石橋薫関連の仕事って知ってたからだろうな、これは。
工場からのレスを待つ間も、上川と薫の小間使いのようにいろいろ言いつけられて、会社を出たのは夜の11時だった。
みんな揃って、部屋を出たものの、実家から1時間半かけて電車で会社に通っている上川はまだ最終に間に合うから、お先に、と急いで帰る。
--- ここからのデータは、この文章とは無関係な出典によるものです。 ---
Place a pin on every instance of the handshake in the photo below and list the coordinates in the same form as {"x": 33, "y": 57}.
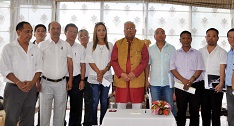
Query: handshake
{"x": 128, "y": 77}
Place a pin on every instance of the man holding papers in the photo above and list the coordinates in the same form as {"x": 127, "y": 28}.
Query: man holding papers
{"x": 160, "y": 54}
{"x": 98, "y": 55}
{"x": 186, "y": 65}
{"x": 215, "y": 63}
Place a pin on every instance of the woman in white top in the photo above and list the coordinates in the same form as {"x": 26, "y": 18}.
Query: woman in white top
{"x": 98, "y": 55}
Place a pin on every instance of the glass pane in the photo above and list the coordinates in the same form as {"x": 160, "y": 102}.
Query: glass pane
{"x": 4, "y": 39}
{"x": 5, "y": 3}
{"x": 85, "y": 20}
{"x": 123, "y": 6}
{"x": 167, "y": 7}
{"x": 115, "y": 20}
{"x": 201, "y": 42}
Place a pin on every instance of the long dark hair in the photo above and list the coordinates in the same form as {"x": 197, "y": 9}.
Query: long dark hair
{"x": 95, "y": 39}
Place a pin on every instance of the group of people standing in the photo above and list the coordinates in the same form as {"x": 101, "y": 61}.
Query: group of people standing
{"x": 58, "y": 69}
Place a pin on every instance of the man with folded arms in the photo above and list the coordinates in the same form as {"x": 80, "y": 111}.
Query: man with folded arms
{"x": 57, "y": 62}
{"x": 215, "y": 59}
{"x": 76, "y": 93}
{"x": 186, "y": 65}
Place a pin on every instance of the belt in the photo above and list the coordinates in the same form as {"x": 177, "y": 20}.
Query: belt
{"x": 75, "y": 77}
{"x": 53, "y": 80}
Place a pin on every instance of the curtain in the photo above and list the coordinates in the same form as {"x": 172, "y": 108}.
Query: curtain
{"x": 23, "y": 10}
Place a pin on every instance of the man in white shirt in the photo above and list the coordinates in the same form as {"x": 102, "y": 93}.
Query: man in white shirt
{"x": 39, "y": 33}
{"x": 21, "y": 65}
{"x": 83, "y": 37}
{"x": 215, "y": 63}
{"x": 76, "y": 93}
{"x": 57, "y": 62}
私は着替えもあるので、またロッカールームに寄らなければならない。
エレベーターで降りようとする薫に挨拶して非常階段の方に向かうと、
「おまえ、会社にいるときは、こういうスカート穿くんだな」
と薫は先週までの慣れた口調で朱里に話しかけた。
「足、緊張感なさすぎ、ほんとにジム通ってんのかよ」
こういうスカートって、タイトスカートか・・・これ制服だし、普段からこういうの苦しくて穿かないって・・・というよりも・・・
「・・・セクハラやめてよ・・・」
会社で仕事中の薫からは想像できないセリフにぎょっとしながら朱里は言った。
こういうとこ見てるんだ、さすが自称『ちゃらい男』だ。
学生の時は細かったけど今は・・・確かに体全体が丸くなっている。
「・・・仕事・・・めんどいの押し付けて悪いな、でもおれも今回はうちの会社でも注目してる大掛かりな仕事でさ、どこも気が抜けないんだよ、だから頼むよ」
人当たりの良さそうなやさしそうな表情で言われる。
心の中は腹黒い奴ってわかってるのに・・・疲れてるのかな・・・いい人に見えるわ。
「という訳で、明日も宜しくな、夕方からしか時間ないけど、また上川さんと打ち合わせやるから」
明日?
明日もあるのー!?
「今度、うまいもんおごってやるからさ、でも今日はもう遅いから食うもんは軽めにしておけよ」
薫はそういうと、やってきたエレベーターにさっさと乗って行ってしまった。